Il prodotto quindi è più importante del servizio in questo ambito, ma molto potrà cambiare in futuro: il 36.1% del campione afferma infatti di essere disposto ad assaggiare nuove proposte nel panorama della cucina di pesce e il 26.5% utilizza servizi di delivery per portate di pesce.

Si fa strada, inoltre, il tema del consumo sostenibile nel settore HoReCa: il 65,2% del campione è favorevole alle “porzioni ripensate” o al doggy bag, il 61,1% mostra attenzione per la riduzione degli sprechi nelle cucine, il 62,4% alla pesca sostenibile e il 59,4% alla trasparenza sull’origine della materia prima.  

Anche nel delivery gli italiani si mostrano aperti alle innovazioni: spicca l’idea di formule veloci e semplici per il consumo di pesce presso la ristorazione organizzata (49.0%), ma ottimo consenso ottengono anche l’idea di una più ampia offerta di consegne di prodotti ittici pronti (48.5%) e di “meal kit” preparati da chef di alto livello con cottura terminata a casa dal consumatore finale (40.8%).

Dallo studio è emerso, però, anche il rischio di un’informazione frettolosa.
Un cittadino non ben informato – ha sottolineato Cosimo Finzi, Direttore di AstraRicerche – rischia di essere influenzato – come già è capitato in altri settori – da notizie non corrette, non rilevanti, non ben spiegate: questo può ridurre le potenzialità di crescita del mercato che sono invece elevate anche grazie al cambiamento degli stili di consumo alimentare”.

Gli italiani infatti sarebbero poco informati sulla pesca e sull’allevamento (solo il 30.6% dichiara di esserlo molto o abbastanza) e il rischio di fake news è evidente: tra le fonti di informazione prevalenti troviamo la TV (46.5%), a seguire le notizie online (31.9%), i siti specializzati (26.2%) e social network (18.8%).

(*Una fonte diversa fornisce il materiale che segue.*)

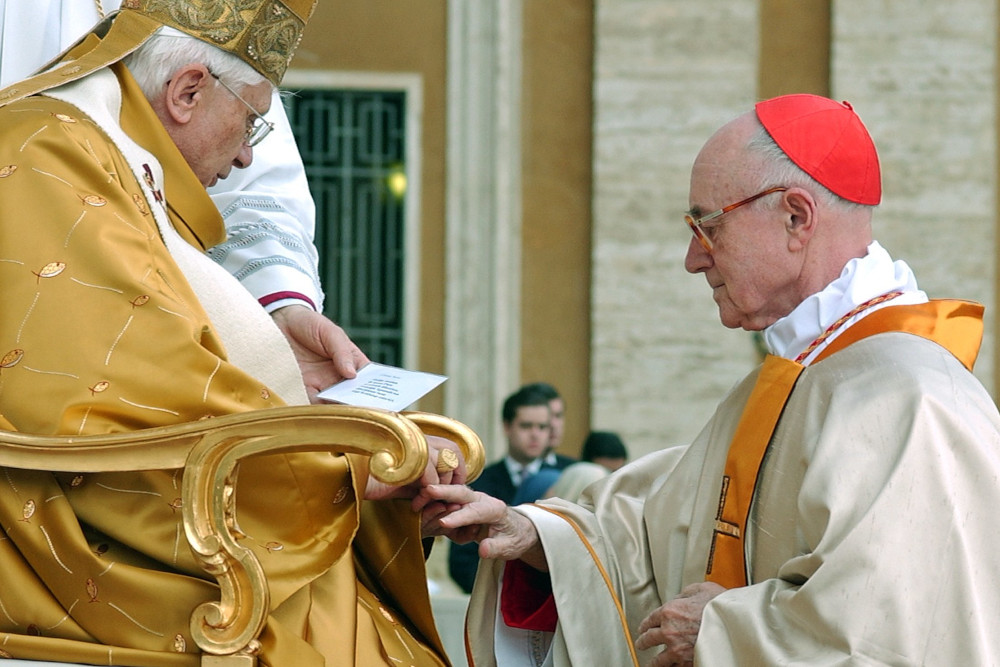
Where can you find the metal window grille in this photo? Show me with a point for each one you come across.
(353, 146)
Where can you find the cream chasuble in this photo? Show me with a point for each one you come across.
(869, 537)
(102, 331)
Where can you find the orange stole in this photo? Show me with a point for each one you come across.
(955, 325)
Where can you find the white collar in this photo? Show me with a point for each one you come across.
(862, 279)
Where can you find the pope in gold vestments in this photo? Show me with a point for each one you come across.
(102, 331)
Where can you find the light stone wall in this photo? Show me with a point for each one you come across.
(667, 74)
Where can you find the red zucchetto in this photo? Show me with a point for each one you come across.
(828, 141)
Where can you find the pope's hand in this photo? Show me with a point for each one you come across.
(675, 625)
(464, 515)
(325, 353)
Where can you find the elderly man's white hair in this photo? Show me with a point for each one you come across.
(153, 63)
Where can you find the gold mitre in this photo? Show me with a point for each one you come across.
(264, 33)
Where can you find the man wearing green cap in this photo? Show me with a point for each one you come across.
(114, 319)
(839, 506)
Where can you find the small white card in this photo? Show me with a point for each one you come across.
(381, 386)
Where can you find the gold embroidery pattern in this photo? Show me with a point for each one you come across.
(264, 35)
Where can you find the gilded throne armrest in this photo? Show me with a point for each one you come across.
(209, 451)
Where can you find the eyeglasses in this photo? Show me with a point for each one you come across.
(696, 223)
(259, 127)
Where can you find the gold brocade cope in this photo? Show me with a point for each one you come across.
(954, 324)
(726, 559)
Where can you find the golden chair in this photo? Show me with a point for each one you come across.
(209, 451)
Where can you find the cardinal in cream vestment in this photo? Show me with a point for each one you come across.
(838, 508)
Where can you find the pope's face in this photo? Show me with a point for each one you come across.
(218, 141)
(750, 270)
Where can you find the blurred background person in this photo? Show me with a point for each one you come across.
(604, 448)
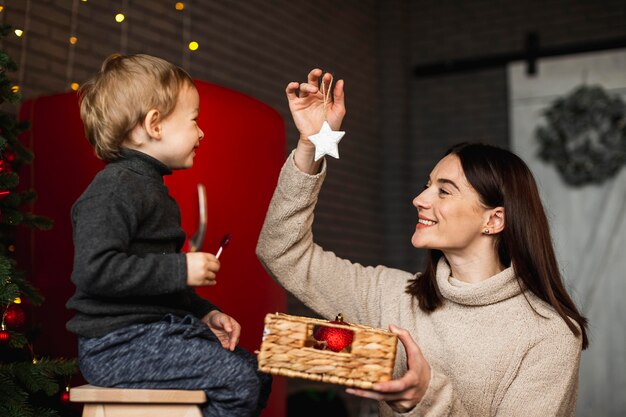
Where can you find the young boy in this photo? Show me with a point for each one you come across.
(139, 321)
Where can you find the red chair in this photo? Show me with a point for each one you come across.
(238, 163)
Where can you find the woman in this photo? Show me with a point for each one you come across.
(488, 329)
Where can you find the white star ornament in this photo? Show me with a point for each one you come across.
(326, 142)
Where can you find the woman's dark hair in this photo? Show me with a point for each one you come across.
(502, 179)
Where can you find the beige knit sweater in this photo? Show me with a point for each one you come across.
(490, 352)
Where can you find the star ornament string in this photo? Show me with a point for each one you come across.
(326, 140)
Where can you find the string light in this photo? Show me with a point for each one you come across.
(123, 27)
(24, 52)
(69, 70)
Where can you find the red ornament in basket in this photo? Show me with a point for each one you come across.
(333, 338)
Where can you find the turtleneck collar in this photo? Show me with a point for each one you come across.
(496, 288)
(142, 164)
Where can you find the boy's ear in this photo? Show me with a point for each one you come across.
(152, 124)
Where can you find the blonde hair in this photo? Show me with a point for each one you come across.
(122, 93)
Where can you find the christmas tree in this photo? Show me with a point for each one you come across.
(30, 385)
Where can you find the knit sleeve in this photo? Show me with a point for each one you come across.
(440, 400)
(546, 383)
(320, 279)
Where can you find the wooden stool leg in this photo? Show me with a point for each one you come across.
(93, 410)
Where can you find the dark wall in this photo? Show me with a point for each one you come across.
(430, 113)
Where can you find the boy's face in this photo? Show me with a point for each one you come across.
(181, 134)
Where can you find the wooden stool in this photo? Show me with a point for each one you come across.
(131, 402)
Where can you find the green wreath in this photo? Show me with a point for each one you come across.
(585, 135)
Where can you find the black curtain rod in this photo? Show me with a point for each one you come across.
(530, 54)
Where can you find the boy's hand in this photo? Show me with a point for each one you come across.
(201, 269)
(306, 103)
(224, 327)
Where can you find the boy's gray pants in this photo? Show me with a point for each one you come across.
(177, 353)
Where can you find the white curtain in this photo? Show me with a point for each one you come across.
(588, 223)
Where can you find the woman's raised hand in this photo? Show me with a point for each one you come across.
(306, 103)
(402, 394)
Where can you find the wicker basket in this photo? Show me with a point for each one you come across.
(287, 350)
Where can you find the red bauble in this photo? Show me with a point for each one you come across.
(14, 316)
(5, 336)
(9, 155)
(333, 338)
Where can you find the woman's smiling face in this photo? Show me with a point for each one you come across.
(450, 215)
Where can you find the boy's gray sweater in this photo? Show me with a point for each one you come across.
(127, 234)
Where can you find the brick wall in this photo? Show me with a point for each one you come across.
(472, 106)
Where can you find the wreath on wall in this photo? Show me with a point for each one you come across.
(585, 136)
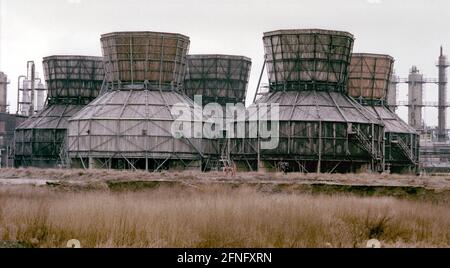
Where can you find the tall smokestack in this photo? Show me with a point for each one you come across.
(442, 114)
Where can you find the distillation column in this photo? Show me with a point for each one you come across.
(415, 95)
(442, 115)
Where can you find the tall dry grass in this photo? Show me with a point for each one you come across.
(216, 217)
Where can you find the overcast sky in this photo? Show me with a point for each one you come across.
(411, 31)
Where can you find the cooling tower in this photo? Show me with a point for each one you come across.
(130, 125)
(73, 81)
(369, 80)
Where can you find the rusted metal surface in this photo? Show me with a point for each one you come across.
(73, 76)
(369, 76)
(135, 57)
(308, 59)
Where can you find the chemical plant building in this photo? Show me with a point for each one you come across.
(73, 82)
(336, 108)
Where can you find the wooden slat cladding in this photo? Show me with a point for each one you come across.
(73, 76)
(369, 76)
(159, 58)
(308, 59)
(217, 78)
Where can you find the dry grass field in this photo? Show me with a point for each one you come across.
(216, 215)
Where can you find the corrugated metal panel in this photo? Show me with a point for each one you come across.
(73, 76)
(309, 59)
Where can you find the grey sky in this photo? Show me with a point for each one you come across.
(411, 31)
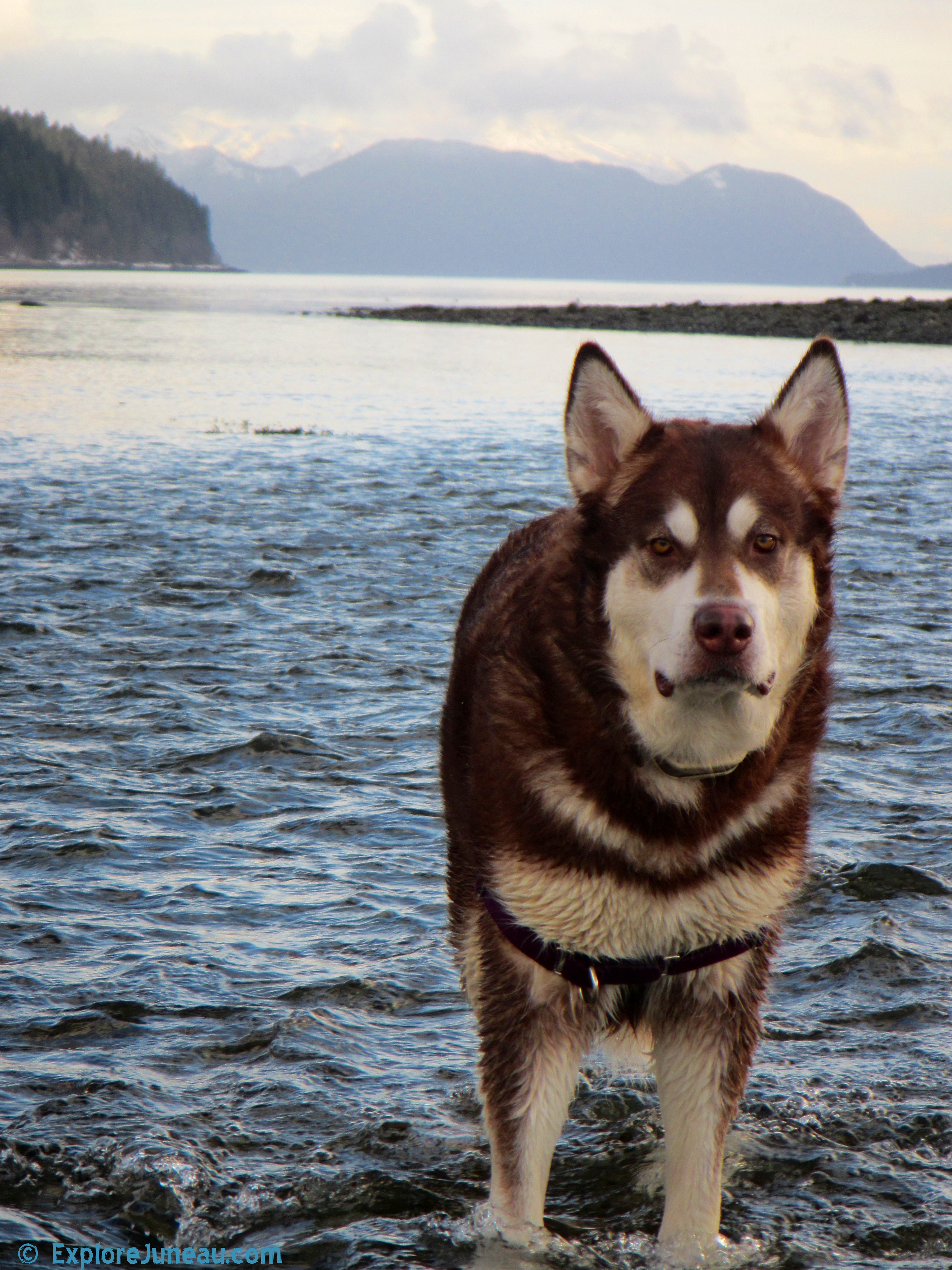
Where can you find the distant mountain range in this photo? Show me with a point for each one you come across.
(68, 200)
(450, 209)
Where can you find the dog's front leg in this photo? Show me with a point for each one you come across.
(534, 1031)
(701, 1057)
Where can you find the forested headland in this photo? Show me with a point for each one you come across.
(67, 200)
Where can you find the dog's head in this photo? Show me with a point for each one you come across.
(715, 542)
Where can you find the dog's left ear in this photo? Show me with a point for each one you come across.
(813, 416)
(604, 421)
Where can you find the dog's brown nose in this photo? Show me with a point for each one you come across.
(724, 629)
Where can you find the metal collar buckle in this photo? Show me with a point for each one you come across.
(590, 994)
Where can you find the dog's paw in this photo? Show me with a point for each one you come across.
(493, 1224)
(706, 1253)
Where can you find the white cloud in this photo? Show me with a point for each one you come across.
(852, 97)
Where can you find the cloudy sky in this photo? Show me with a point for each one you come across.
(851, 96)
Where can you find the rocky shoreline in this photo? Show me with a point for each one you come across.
(870, 322)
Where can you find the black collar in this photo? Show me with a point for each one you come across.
(706, 774)
(591, 973)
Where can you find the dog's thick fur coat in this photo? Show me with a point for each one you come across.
(673, 622)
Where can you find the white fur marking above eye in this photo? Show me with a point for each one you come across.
(684, 524)
(742, 518)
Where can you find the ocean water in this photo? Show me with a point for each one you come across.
(234, 542)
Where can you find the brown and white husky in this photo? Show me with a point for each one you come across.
(638, 693)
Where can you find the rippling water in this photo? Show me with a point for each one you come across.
(229, 1014)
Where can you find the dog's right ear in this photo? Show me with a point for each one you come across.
(604, 421)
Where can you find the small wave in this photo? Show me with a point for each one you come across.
(882, 882)
(357, 995)
(15, 627)
(281, 581)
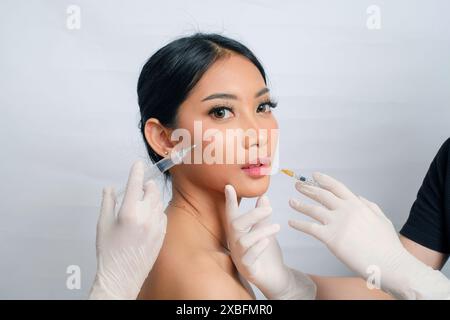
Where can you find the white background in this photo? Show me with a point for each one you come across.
(370, 107)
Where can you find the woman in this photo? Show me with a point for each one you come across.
(219, 83)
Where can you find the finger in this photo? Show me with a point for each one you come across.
(249, 239)
(311, 228)
(245, 222)
(107, 210)
(320, 195)
(151, 192)
(231, 204)
(318, 213)
(135, 184)
(254, 252)
(334, 186)
(263, 202)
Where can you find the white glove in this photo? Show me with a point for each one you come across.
(257, 255)
(127, 246)
(358, 233)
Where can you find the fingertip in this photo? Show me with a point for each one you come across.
(293, 203)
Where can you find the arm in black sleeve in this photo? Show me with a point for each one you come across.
(429, 221)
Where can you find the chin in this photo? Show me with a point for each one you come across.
(249, 187)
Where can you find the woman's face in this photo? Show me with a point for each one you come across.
(231, 104)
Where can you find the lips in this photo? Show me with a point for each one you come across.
(258, 162)
(257, 168)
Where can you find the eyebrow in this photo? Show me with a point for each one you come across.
(232, 96)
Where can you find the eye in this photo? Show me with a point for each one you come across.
(221, 112)
(266, 106)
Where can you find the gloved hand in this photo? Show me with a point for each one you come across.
(257, 255)
(128, 245)
(358, 233)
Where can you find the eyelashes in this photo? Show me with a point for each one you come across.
(223, 111)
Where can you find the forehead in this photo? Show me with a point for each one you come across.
(230, 74)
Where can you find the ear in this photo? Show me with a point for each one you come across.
(158, 137)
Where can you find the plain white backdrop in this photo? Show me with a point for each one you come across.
(368, 106)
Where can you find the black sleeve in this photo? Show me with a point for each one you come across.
(429, 220)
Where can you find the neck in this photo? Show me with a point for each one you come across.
(206, 205)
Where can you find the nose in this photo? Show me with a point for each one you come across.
(254, 135)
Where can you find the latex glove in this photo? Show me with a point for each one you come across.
(358, 233)
(257, 254)
(128, 245)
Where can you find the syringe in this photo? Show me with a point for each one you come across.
(158, 168)
(300, 177)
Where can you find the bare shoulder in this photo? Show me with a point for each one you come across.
(195, 275)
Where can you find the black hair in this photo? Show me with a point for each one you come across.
(172, 72)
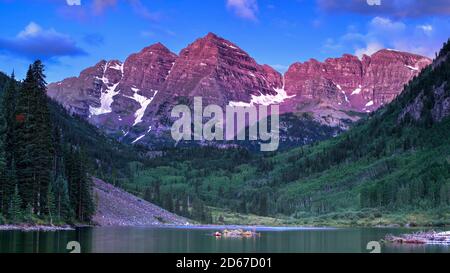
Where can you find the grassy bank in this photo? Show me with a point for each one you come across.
(364, 218)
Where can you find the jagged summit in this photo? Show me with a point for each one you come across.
(133, 98)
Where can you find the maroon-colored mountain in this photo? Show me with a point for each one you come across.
(134, 98)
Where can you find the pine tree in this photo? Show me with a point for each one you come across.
(33, 140)
(16, 206)
(7, 181)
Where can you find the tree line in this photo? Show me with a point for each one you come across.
(42, 176)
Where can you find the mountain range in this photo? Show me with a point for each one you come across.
(132, 100)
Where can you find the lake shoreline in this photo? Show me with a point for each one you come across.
(28, 227)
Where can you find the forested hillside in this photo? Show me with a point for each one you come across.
(47, 157)
(394, 164)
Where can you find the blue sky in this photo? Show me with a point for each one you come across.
(70, 35)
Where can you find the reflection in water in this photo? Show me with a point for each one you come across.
(200, 240)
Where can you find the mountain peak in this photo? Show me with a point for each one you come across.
(156, 47)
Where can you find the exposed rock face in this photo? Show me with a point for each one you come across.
(353, 84)
(116, 207)
(134, 98)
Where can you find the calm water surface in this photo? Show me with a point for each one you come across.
(182, 239)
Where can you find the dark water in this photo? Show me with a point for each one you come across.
(168, 240)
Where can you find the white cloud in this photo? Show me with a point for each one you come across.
(32, 29)
(35, 42)
(246, 9)
(380, 32)
(427, 29)
(386, 24)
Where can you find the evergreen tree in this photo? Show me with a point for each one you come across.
(7, 181)
(34, 149)
(16, 206)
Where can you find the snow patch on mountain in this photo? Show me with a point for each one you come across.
(143, 101)
(137, 139)
(268, 99)
(107, 95)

Rilevante anche il ruolo di ristoratori e chef, che si dimostrano una fonte di informazione autorevole per il 20.3% degli intervistati.

La tradizione del pesce e dei prodotti ittici – ha aggiunto Patrizia Martello, sociologa dei consumi, docente alla Nuova Accademia di Belle arti (NABA) a Milano – si unisce perfettamente all’innovazione, sia quella dei prodotti che troviamo al supermercato, sia quella delle cucine dei ristoranti, ma anche quella del delivery: non solo di portate comuni ma anche di piatti di alta cucina, preparati da chef in grado di pensare a soluzioni perfette per la consegna e il consumo a casa; quello che vediamo in crescita all’estero, può crescere rapidamente anche in Italia”.